The world is not doing enough. So what else is there; we can harness the power of the sun. Australia is blessed with its richness in solar penetration. Australia is a land of abundant sun and should be moving to exploit this on a huge scale, which is supported by the space to do so. Australia is in the prime position to e capitalise on its potential to innovate and create a true renewable nation. We could lead the charge. The exciting part to going ‘TRUE GREEN AND CLEAN ENERGY’, is the ability to create jobs and to lead the charge on innovation and more excitingly the ability to leverage this to create a true circular economy in a green clean way. Lets not hide behind the wonderful Harvard buzzwords that drive a flurry of activity that lasts for but a moment before we all loose interest. Lets stay focused. True success in any industry is driven by their social responsibility. Their need and desire to drive their value chain to deliver products and services in a clean way. From concept to commission to end and afterlife of all products produced. From sun to sea there are amazing Australian innovations such as the Camilleri Turbine which minimises environmental impacts whilst optimising clean and efficient power production. Our nation is abundant with innovations to eliminate the negative impacts of legacy fuel generating solutions.

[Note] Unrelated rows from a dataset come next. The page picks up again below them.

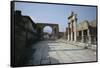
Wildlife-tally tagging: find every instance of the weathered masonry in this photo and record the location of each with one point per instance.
(83, 32)
(72, 33)
(55, 29)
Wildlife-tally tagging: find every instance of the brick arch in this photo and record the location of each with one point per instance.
(55, 28)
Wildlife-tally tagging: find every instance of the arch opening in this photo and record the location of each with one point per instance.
(47, 32)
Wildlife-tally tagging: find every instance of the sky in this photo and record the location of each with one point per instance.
(54, 13)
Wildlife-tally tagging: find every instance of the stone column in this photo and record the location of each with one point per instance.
(71, 31)
(68, 31)
(82, 40)
(89, 36)
(75, 28)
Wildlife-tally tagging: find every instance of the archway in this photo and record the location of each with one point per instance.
(50, 29)
(47, 32)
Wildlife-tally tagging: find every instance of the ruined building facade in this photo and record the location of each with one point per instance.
(85, 31)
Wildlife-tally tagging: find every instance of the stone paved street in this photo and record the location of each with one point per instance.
(54, 52)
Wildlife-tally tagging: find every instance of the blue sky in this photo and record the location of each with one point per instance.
(53, 13)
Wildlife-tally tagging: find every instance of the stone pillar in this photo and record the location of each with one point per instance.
(71, 31)
(89, 36)
(75, 28)
(68, 31)
(82, 40)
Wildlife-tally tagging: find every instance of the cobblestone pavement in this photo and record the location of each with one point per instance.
(55, 52)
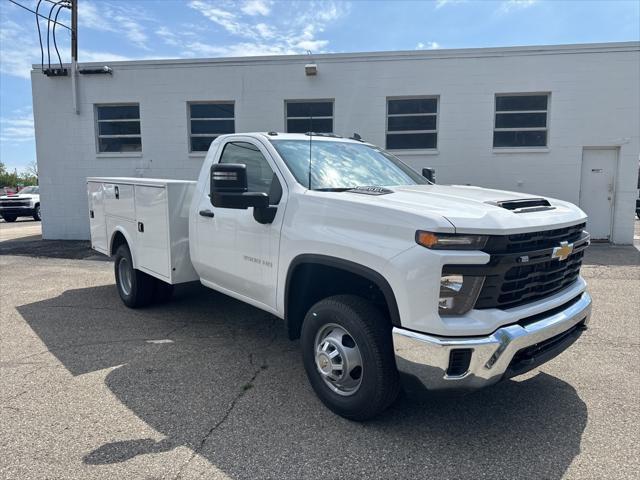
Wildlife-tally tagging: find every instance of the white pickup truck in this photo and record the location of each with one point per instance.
(387, 278)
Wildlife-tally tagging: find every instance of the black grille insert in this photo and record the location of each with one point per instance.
(521, 269)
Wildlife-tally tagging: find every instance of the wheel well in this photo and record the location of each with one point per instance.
(118, 239)
(310, 281)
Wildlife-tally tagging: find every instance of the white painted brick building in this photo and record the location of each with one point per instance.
(582, 114)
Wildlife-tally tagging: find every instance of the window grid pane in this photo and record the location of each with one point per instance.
(309, 116)
(118, 128)
(207, 121)
(412, 123)
(521, 121)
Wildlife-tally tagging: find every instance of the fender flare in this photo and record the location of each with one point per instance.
(127, 238)
(349, 266)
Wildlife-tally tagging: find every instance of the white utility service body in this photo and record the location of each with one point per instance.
(471, 285)
(152, 215)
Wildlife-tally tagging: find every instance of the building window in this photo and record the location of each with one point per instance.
(309, 116)
(521, 120)
(207, 121)
(412, 123)
(118, 128)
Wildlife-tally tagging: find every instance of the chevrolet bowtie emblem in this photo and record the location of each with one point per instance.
(563, 251)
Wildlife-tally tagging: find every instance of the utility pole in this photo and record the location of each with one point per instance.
(74, 54)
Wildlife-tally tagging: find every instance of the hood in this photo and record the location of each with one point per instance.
(481, 210)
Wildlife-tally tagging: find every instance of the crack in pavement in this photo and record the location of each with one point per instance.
(246, 387)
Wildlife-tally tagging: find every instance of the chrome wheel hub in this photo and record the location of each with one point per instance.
(338, 359)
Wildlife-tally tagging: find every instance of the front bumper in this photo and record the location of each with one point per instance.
(426, 361)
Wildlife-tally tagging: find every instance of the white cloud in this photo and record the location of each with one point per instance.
(290, 31)
(120, 18)
(93, 56)
(17, 51)
(242, 49)
(442, 3)
(427, 46)
(226, 19)
(256, 7)
(17, 128)
(513, 5)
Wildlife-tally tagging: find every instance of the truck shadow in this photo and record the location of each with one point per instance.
(222, 379)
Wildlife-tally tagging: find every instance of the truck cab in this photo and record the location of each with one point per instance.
(386, 278)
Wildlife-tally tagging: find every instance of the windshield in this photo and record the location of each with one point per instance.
(344, 165)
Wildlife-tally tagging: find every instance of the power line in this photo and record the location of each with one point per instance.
(39, 15)
(55, 44)
(59, 4)
(40, 36)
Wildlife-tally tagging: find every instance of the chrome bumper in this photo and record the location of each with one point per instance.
(423, 360)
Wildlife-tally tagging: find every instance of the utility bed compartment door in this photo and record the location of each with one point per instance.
(97, 223)
(152, 230)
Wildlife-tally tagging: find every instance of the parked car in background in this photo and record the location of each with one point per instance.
(26, 203)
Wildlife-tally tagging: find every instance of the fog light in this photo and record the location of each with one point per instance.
(458, 293)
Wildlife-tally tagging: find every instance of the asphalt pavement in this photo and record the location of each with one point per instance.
(207, 387)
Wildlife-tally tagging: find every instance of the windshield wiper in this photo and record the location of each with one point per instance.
(333, 189)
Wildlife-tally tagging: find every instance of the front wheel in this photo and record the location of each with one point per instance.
(135, 288)
(348, 356)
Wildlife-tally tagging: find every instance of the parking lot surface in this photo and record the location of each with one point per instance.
(207, 387)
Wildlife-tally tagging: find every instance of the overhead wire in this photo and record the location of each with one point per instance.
(39, 36)
(64, 4)
(38, 14)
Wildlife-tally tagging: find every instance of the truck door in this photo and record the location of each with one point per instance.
(236, 252)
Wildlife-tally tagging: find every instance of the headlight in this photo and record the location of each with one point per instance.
(450, 241)
(458, 293)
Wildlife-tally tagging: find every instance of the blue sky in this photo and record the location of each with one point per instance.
(134, 29)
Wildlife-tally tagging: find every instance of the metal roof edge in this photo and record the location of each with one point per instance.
(378, 56)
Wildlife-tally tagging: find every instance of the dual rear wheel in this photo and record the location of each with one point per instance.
(137, 289)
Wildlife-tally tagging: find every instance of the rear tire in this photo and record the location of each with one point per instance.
(134, 287)
(346, 324)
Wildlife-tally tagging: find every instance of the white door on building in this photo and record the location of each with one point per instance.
(597, 189)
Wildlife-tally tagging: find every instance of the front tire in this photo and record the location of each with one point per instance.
(348, 356)
(134, 287)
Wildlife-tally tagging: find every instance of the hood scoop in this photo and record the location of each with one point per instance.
(524, 205)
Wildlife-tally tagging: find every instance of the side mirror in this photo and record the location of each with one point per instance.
(429, 174)
(228, 188)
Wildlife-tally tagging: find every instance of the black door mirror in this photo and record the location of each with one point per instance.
(429, 174)
(228, 188)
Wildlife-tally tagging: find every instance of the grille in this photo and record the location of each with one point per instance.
(522, 270)
(14, 203)
(523, 242)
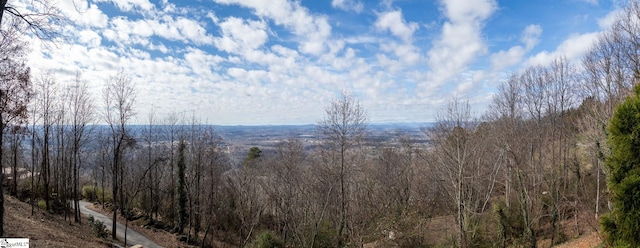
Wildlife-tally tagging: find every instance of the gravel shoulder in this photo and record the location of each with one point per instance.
(133, 237)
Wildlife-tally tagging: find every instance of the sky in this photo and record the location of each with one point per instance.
(274, 62)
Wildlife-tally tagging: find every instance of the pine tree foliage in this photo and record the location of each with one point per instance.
(622, 225)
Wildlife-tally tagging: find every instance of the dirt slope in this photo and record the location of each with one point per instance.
(45, 230)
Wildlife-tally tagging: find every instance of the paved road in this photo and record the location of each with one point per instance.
(133, 237)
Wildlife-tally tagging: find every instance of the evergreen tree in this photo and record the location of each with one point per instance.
(254, 153)
(622, 225)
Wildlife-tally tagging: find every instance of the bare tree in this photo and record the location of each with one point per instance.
(42, 18)
(119, 96)
(81, 113)
(343, 128)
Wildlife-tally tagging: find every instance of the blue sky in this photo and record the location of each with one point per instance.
(251, 62)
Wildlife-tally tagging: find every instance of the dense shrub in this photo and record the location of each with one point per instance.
(266, 239)
(98, 227)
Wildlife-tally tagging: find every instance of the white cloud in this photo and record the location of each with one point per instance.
(348, 5)
(239, 35)
(90, 38)
(460, 42)
(608, 20)
(131, 5)
(573, 48)
(314, 30)
(395, 23)
(83, 13)
(530, 38)
(125, 31)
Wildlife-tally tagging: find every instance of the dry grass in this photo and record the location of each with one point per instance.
(45, 230)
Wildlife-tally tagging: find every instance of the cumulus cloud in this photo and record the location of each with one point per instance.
(573, 48)
(460, 41)
(348, 5)
(530, 38)
(313, 29)
(393, 22)
(239, 35)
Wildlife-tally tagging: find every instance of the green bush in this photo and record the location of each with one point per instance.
(42, 205)
(98, 227)
(266, 239)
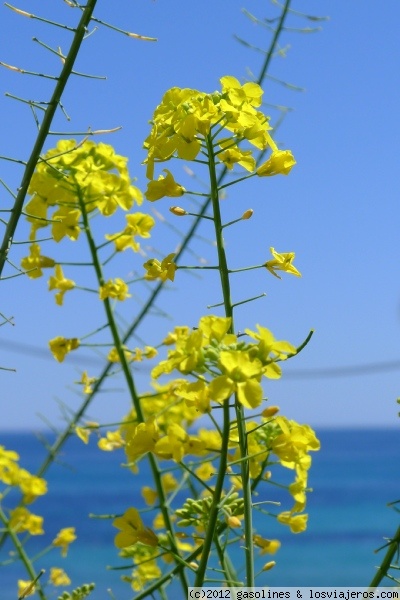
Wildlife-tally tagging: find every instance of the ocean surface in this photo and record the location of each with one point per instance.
(354, 476)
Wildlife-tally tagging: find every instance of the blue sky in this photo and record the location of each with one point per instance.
(337, 210)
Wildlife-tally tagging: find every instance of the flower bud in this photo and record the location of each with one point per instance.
(178, 211)
(268, 566)
(233, 522)
(247, 214)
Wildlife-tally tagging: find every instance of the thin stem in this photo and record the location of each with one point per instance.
(245, 473)
(119, 345)
(22, 554)
(44, 129)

Cities and regions such as Logan City in Queensland Australia is exciting as they have a focus on recycling, renewable and the circular economy. A region in which they stand behind their very values and actively work together with business, industry and the community to achieve a true socially responsible city. I know many people look to see if they are living in a city that is ‘smart’, but what is a smart city? Is it just based on the technology and the ease of living? In the true sense of a smart city the answer is NO! A smart city looks to protect its environment (financial, social and environmental) long into the future and future proofs in all elements.